Find directions on Google Maps


  • What does it mean that you are a Lutheran church?
    We are a congregation in the Evangelical Lutheran Church in America (ELCA) that means: - We stand in a Lutheran tradition which goes back over 500 hundred years. - Our Lutheran way is open minded, open hearted and musical. - Our trust in one another is centered in baptismal promises, to believe the truth about ourselves and one another – no matter how beautiful it is. - Our governance is deeply communal, deliberately discerning; council members in this church are nominated during worship each fall. - We are politically purple — and see our diversity as a gift. - Lutherans are mystics, at ease with mystery, ambiguity, and imperfect truths. - We value humility and we are at our best when we are human and laughing, erring and willing to be fallible, falling down and getting up again, inspired by the God of second chances for those who keep flunking sainthood. - Lutherans stand in loving opposition, to those judgmental, end of the world focused churches. Instead we are prisoners of hope, drawing our circle of inclusion wide - living by grace
  • Peli Preschool & Family Center is part of your ministry and building, what does Peli mean?

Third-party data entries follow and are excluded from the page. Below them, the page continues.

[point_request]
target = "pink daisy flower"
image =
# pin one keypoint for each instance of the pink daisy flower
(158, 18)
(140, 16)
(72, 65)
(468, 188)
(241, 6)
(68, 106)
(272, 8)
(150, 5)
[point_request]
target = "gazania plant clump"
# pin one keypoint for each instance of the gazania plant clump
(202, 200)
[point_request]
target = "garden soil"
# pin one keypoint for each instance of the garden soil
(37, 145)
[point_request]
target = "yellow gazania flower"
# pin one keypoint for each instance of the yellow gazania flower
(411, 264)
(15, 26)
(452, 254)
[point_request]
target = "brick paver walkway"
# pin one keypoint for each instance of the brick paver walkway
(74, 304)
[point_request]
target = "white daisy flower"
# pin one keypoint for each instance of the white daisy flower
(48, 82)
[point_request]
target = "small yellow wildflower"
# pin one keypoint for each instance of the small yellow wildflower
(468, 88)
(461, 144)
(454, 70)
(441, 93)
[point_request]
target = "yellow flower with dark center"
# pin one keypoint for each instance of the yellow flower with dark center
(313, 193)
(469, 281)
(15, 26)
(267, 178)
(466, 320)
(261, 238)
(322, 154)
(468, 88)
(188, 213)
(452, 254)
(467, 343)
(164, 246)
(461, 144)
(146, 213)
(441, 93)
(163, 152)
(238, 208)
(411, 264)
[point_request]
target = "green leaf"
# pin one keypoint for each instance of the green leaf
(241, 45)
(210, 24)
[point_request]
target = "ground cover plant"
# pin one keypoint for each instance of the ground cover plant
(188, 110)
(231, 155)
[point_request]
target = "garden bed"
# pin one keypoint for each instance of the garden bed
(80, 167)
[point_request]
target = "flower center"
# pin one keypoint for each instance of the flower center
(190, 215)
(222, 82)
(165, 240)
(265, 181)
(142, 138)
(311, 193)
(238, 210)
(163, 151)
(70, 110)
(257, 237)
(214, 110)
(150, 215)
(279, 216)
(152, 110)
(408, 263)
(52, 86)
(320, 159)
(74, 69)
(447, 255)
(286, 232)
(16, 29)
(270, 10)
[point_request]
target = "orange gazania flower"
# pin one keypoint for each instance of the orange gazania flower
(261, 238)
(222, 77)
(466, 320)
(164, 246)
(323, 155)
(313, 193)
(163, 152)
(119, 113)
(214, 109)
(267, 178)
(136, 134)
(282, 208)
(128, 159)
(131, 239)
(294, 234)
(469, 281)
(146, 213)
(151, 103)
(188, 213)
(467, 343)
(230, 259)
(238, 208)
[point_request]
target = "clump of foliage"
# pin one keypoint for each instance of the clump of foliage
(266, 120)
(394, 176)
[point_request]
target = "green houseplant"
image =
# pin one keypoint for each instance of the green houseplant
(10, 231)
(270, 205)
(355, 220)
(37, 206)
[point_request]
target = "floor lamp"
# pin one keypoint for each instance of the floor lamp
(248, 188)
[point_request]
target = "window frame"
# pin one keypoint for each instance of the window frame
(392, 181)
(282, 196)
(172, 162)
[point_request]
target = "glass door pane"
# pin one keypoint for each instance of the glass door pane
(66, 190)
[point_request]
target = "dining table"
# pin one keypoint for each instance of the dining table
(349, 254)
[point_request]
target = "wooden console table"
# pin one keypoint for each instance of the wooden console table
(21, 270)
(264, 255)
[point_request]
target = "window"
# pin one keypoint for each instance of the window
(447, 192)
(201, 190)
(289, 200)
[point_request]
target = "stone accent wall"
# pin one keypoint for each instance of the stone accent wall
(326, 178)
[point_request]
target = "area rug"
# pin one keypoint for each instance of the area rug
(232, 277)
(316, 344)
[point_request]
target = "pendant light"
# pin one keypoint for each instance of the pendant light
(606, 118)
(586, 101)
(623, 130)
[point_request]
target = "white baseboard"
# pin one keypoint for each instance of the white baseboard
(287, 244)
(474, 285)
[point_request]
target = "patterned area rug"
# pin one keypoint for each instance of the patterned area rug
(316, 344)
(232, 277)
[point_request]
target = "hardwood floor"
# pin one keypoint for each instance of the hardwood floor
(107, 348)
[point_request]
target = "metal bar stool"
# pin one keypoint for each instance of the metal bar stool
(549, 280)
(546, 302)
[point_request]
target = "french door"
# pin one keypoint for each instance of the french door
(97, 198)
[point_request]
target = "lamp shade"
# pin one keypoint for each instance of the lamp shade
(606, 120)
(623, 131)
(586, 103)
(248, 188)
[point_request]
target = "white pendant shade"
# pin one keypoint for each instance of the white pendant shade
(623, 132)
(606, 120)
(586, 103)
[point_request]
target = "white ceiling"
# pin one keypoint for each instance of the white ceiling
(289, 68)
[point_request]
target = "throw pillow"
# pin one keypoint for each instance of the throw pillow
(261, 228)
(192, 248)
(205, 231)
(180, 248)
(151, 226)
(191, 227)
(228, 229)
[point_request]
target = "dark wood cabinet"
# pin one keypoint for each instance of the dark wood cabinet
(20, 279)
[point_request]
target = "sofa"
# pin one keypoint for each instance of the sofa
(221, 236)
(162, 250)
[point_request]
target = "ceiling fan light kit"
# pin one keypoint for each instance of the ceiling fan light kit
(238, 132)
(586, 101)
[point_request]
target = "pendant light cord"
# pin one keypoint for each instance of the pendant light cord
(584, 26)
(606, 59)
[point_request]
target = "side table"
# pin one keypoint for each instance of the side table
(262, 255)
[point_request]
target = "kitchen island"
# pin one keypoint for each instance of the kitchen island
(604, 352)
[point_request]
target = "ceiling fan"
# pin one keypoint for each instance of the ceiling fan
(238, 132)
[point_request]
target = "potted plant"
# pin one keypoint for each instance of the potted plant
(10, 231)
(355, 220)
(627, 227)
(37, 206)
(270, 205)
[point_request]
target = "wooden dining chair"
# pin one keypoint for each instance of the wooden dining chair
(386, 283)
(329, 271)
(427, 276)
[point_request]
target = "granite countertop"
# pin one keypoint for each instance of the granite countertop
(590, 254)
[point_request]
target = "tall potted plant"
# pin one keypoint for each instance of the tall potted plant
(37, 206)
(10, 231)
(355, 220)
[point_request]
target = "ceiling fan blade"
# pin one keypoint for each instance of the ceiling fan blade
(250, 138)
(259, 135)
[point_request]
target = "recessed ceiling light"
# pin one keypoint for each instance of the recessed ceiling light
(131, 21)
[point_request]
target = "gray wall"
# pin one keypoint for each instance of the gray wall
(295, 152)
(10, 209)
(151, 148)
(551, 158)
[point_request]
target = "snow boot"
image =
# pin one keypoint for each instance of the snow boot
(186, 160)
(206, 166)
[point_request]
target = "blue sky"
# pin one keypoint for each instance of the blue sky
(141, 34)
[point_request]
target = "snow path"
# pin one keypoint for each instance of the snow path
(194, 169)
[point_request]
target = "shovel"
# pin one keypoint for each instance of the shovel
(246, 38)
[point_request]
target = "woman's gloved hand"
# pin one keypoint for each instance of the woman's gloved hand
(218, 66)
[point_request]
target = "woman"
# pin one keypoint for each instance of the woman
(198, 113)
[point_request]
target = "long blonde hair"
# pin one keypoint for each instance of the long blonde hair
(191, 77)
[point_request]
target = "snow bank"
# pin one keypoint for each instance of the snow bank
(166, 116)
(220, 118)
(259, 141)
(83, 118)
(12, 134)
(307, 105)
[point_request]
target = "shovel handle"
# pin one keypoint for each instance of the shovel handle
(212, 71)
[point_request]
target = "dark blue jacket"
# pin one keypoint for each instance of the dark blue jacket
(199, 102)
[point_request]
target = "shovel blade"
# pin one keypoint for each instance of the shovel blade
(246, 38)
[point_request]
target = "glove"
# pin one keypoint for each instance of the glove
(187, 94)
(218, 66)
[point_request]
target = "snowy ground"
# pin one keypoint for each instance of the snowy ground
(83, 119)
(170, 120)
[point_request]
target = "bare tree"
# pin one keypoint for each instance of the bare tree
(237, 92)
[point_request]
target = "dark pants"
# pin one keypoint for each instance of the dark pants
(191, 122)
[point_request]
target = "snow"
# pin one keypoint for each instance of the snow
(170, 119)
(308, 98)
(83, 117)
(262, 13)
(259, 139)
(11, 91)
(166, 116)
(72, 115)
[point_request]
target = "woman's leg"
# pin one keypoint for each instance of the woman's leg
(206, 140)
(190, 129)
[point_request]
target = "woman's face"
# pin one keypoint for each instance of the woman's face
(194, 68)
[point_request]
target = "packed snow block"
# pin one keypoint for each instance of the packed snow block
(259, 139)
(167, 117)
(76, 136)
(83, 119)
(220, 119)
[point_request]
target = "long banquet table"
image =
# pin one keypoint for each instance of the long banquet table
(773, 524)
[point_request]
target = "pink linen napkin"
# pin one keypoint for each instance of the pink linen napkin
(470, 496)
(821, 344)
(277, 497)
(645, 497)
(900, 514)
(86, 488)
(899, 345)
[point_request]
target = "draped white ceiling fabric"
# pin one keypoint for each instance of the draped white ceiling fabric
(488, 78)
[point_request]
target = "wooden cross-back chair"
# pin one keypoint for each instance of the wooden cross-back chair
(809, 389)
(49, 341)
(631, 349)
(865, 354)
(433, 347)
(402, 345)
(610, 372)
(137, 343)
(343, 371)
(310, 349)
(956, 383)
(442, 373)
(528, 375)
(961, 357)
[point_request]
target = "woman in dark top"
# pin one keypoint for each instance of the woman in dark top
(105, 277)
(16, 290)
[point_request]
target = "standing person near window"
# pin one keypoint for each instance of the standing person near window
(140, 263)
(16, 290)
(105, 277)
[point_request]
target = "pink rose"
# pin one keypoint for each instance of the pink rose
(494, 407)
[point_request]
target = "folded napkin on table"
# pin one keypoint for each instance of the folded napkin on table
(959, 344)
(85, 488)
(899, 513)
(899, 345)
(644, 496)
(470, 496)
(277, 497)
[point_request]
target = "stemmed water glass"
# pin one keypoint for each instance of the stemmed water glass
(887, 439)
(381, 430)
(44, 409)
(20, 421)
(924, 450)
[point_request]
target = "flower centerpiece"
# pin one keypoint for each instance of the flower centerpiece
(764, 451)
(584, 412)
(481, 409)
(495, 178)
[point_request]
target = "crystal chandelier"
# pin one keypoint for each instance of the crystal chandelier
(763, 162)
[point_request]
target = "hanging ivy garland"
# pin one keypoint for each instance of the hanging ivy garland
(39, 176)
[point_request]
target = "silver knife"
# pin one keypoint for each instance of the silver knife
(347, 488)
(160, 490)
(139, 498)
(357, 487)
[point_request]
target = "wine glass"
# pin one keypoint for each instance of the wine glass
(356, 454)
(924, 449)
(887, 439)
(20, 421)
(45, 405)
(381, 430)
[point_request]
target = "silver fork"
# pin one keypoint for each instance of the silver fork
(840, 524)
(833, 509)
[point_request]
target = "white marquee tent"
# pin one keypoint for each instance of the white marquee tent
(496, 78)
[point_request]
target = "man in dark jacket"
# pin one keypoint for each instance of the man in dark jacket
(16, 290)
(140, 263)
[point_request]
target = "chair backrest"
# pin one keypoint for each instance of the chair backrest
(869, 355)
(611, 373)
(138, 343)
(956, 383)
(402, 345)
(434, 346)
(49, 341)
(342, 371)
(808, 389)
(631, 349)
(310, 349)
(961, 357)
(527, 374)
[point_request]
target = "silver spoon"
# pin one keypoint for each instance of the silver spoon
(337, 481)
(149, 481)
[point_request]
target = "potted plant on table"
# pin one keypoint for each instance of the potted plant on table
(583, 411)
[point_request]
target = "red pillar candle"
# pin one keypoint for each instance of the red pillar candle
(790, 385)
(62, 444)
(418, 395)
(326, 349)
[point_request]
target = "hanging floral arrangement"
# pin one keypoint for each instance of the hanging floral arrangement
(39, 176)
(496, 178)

    Peli was the name of a pelican puppet that was a prop for a giving campaign in the early 1990’s. Yeah, that campaign did not last long but we built a whole educational ministry around that goofy puppet of a bird.
  • Do you have your own cemetery?
    About the same time we launched our preschool we also decided to accept a donation of farmland and develop a cemetery. In the beginning we thought it would be a holy space to honor our elders as they eventually passed through death into our Lord’s eternal care. But when several of our first burials were children we learned lessons on the preciousness of life. Now each Memorial Day over 100 of us gather at our cemetery to teach our children how to honor those saints who have died.
  • I am spiritual but not religious. My past relationship with organized religion has been… complicated. Would I be welcome at PoP?
    Welcome? You would fit right in as we appear to be as disorganized as they come. Actually we are people who strive to be led – by the Holy Spirit - and sometimes the Spirit’s leading escapes our logic.
  • What do worshippers at Prince of Peace see as your purpose?
    Rooted in the Word God’s living word is out to change us and connect us. Inspired by the cross We believe in suffering made whole, in second chances, that failure is not final and that God is with us in the dark places. Making God visible Church is a “we” kind of thing and “we” always means – one more. Welcoming Encouraging, listening to, doing mercy, without walls, extending blessing… Sharing Our gifts for the healing of the world – right now. Serving Wherever we go we are sent as God’s servants to do God’s work with our hands.